AHunter3, could you sum up your point of view for me, please? I’m having some trouble understanding exactly what your stance is on this issue. I agree that no-one should be forced to take medication. But what should happen if a mentally ill person openly threatens another person’s life? If, for example, this person tells his or her psychiatrist that he or she is plotting to kill a specific person?
Same thing that should happen if a non-mentally ill person makes the same threat, of course.
In my last reply to Derleth, I wrote:
If you were a doctor and defined the insertion of your dick into your patient’s orifice against your patient’s will, are we to suppose it would then constitute “medical treatment”?
That should, of course, read:
If you were a doctor and defined the insertion of your dick into your patient’s orifice against your patient’s will as therapeutic, are we to suppose it would then constitute “medical treatment”?
*Originally posted by AHunter3 *
**Same thing that should happen if a non-mentally ill person makes the same threat, of course. **
Really? But why? Someone with bipolar disorder or schizophrenia could be suffering an episode of the illness in which he has lost insight and is not fully aware of his actions. For example, he might wrongly believe that his own life is endangered by this other person. Do you really think he should be treated the same way as a person of sound mental health who makes the same threat?
Do you really think he should be treated the same way as a person of sound mental health who makes the same threat?
Of course! Do you think we are any more likely to be violent than anyone else who makes violent threats? People of “sound mind” commit violent acts all the time (a great many of them against us, those bearing a diagnosis of “mental illness”).
How can you possibly defend holding us to a different behavioral standard under the law?

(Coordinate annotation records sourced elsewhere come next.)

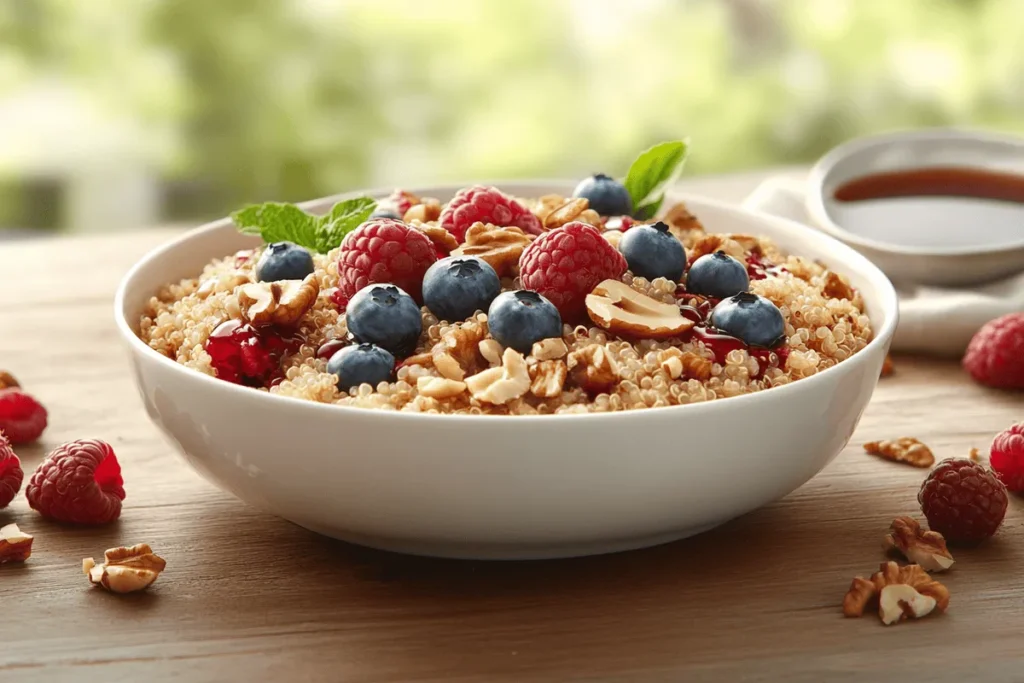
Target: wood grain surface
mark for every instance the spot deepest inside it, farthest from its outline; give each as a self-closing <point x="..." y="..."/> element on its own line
<point x="249" y="597"/>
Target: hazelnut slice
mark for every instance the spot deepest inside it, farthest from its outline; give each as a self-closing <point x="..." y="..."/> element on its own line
<point x="620" y="308"/>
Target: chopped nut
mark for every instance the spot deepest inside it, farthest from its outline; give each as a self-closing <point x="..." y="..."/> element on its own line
<point x="593" y="369"/>
<point x="428" y="210"/>
<point x="442" y="240"/>
<point x="898" y="603"/>
<point x="283" y="302"/>
<point x="439" y="387"/>
<point x="905" y="450"/>
<point x="223" y="283"/>
<point x="456" y="353"/>
<point x="492" y="351"/>
<point x="15" y="545"/>
<point x="619" y="308"/>
<point x="125" y="569"/>
<point x="500" y="385"/>
<point x="927" y="549"/>
<point x="549" y="378"/>
<point x="836" y="287"/>
<point x="573" y="209"/>
<point x="549" y="349"/>
<point x="500" y="247"/>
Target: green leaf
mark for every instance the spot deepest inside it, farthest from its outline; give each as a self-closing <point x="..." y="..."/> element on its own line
<point x="342" y="219"/>
<point x="278" y="222"/>
<point x="652" y="171"/>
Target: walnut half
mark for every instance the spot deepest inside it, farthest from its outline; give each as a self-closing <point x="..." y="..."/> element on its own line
<point x="283" y="302"/>
<point x="125" y="569"/>
<point x="925" y="548"/>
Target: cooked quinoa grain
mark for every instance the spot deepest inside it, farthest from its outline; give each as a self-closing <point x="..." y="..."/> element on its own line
<point x="822" y="329"/>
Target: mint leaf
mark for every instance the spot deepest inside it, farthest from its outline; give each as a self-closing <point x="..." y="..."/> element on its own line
<point x="278" y="222"/>
<point x="652" y="171"/>
<point x="342" y="219"/>
<point x="286" y="222"/>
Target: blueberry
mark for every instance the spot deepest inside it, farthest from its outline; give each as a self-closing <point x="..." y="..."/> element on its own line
<point x="651" y="252"/>
<point x="717" y="275"/>
<point x="519" y="318"/>
<point x="364" y="364"/>
<point x="385" y="315"/>
<point x="457" y="287"/>
<point x="606" y="196"/>
<point x="283" y="260"/>
<point x="752" y="318"/>
<point x="385" y="211"/>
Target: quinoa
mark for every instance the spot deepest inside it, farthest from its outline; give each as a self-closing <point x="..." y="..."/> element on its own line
<point x="824" y="325"/>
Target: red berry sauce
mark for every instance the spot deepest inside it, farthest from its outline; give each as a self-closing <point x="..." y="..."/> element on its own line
<point x="245" y="354"/>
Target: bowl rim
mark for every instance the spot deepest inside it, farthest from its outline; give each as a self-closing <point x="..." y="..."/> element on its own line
<point x="888" y="306"/>
<point x="818" y="176"/>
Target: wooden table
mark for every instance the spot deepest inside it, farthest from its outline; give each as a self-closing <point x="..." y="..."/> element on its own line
<point x="247" y="596"/>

ONCE AGAIN, may I direct everybody’s attention the existence of the competency hearing. Competency hearings are society’s way of considering the possibility that a given person is not able to make their own decisions. When you lose them, you get a guardian, and you cease to be a legal adult for all practical purposes. Competency hearings are not concerned with folks’ biochemistry, they are concerned with a person’s ability to make an informed choice. The individual involved is entitled to due process, and is assumed competent until incompetence is demonstrated in a court of law. If you believe an allegedly “mentally ill” person should not be making his or her own decisions, then, goddammit, have a competency hearing!
Aside from that, you will kindly grant us the same civil rights as any other adult, regardless of professional medical opinions about the healthiness of our thoughts and feelings, which should not be allowed to substitute for due process of law.